The Guest Perspective

Along with Network Navigator Jeff Harris, I am onsite this weekend in Houston, TX, conducting Guest Perspective Evaluations for two clients. Jeff and I spent time Saturday cruising the communities around the two churches, conducting a “windshield survey” of the areas.  Even though we have also spent time in the digital world of Google Maps, it’s always great to see and experience first-hand the neighborhoods of the churches we are working with.

On my flight out from Charlotte early Saturday morning, I continued reading Andy Stanley’s newest book Deep and Wide. It’s a great book for a bunch of reasons, but I’m going to pull a few quotes out here for their relevance to what Jeff and I are doing today.

Every Sunday people walk onto your campus and determine whether or not they will return the following week before your preacher opens his mouth. And that’s not fair. But it’s true. The moral of the story: Environment matters.

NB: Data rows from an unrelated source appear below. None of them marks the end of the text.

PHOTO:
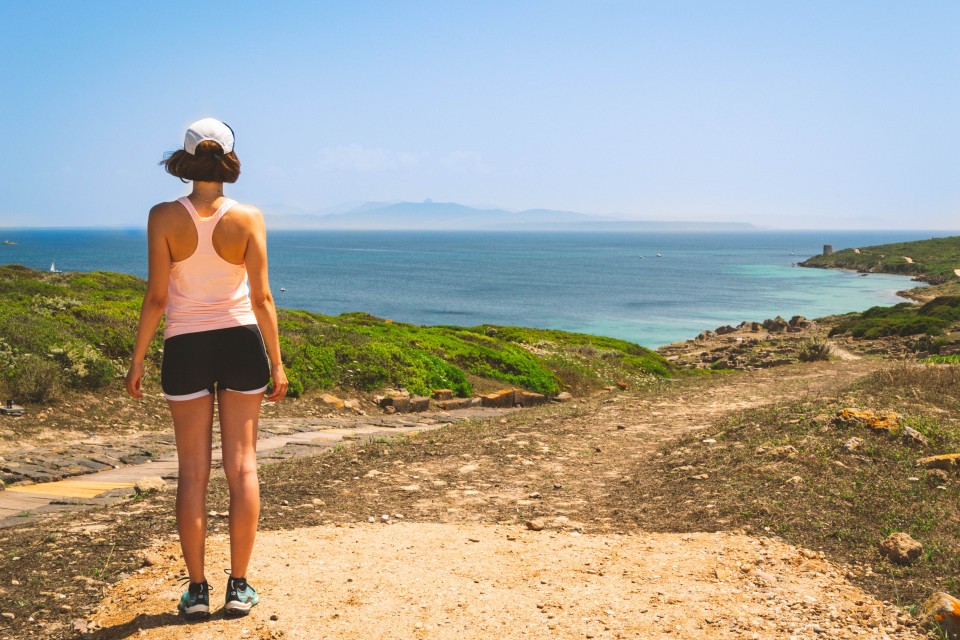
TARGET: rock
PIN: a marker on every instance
(937, 477)
(499, 399)
(769, 578)
(913, 435)
(948, 461)
(151, 560)
(399, 400)
(775, 325)
(786, 451)
(853, 444)
(150, 484)
(419, 403)
(901, 548)
(941, 611)
(878, 421)
(528, 398)
(456, 403)
(332, 401)
(537, 524)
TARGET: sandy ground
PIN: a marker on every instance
(444, 581)
(449, 566)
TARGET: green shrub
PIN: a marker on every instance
(813, 350)
(83, 367)
(34, 379)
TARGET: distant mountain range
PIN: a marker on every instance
(450, 216)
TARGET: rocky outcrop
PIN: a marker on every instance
(900, 548)
(878, 421)
(948, 461)
(941, 612)
(150, 484)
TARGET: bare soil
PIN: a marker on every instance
(455, 558)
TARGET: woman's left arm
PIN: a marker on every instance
(261, 300)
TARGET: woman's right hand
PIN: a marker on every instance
(134, 378)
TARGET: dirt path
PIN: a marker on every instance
(456, 561)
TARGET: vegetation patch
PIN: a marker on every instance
(82, 327)
(904, 319)
(931, 260)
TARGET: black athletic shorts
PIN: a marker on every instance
(232, 359)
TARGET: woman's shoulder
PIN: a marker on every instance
(245, 210)
(245, 216)
(167, 213)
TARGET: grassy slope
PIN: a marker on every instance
(933, 260)
(40, 312)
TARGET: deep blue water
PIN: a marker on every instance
(589, 282)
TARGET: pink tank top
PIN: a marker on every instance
(206, 292)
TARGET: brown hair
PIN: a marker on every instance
(209, 164)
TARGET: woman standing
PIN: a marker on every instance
(208, 275)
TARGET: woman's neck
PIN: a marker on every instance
(206, 192)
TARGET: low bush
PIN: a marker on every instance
(34, 379)
(813, 350)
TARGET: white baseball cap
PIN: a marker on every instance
(208, 129)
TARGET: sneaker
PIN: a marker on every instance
(241, 597)
(195, 601)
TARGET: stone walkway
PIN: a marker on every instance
(54, 480)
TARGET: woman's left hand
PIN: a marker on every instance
(280, 383)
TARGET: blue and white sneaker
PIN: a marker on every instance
(241, 597)
(195, 601)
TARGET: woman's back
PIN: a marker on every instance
(208, 287)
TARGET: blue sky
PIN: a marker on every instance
(785, 114)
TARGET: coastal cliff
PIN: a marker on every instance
(933, 261)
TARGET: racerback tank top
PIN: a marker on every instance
(206, 292)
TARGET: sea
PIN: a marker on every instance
(648, 288)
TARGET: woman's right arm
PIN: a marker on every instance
(154, 301)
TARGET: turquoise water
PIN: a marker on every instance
(589, 282)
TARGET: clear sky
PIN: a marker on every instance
(812, 114)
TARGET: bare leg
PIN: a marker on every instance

Environments are the messages before the message. The messages your environments communicate have the potential to trump your primary message.

By the time I (Andy Stanley) stand up to deliver what is traditionally considered the message, everybody in our audience has already received a dozen or more messages.

The quality, consistency, and personal impact of your ministry environments define your church. To put it another way, your environments determine what comes to mind when people think about your church.

I think we should determine the messages our environments communicate. We should choose the messages before the message. It’s our responsibility to shape the way people view our local churches.

The moment a church, or even a group of leaders within a church, catches a vision for capturing the hearts and imaginations of those who consider themselves unchurched or dechurched, environments take on new significance.

The longer you’ve served where you are and the longer you’ve done what you are currently doing, the more difficult it will be for you to see your environments with the objectivity needed to make the changes that need to be made. The shorter version: Time in erodes awareness of.

Every one of your ministry environments is being evaluated every week. Based on that evaluation, some people choose not to return. Additionally, every volunteer and staff member is evaluating the success of his or her particular environment against some standard. If you don’t define what excellence looks like for your staff and volunteers, they will define it for themselves. And when you don’t like what you see, you will only have yourself to blame.

Stanley’s words are a powerful reminder of just how important your Guest Experience is.

I’ve got my talking points for the Guest Perspective Evaluation with the Executive Team:

Environment matters.

Time in erodes awareness of.

Those phrases, with several hundred images and about 5-7 minutes of video, will make for a very interesting time come Monday morning.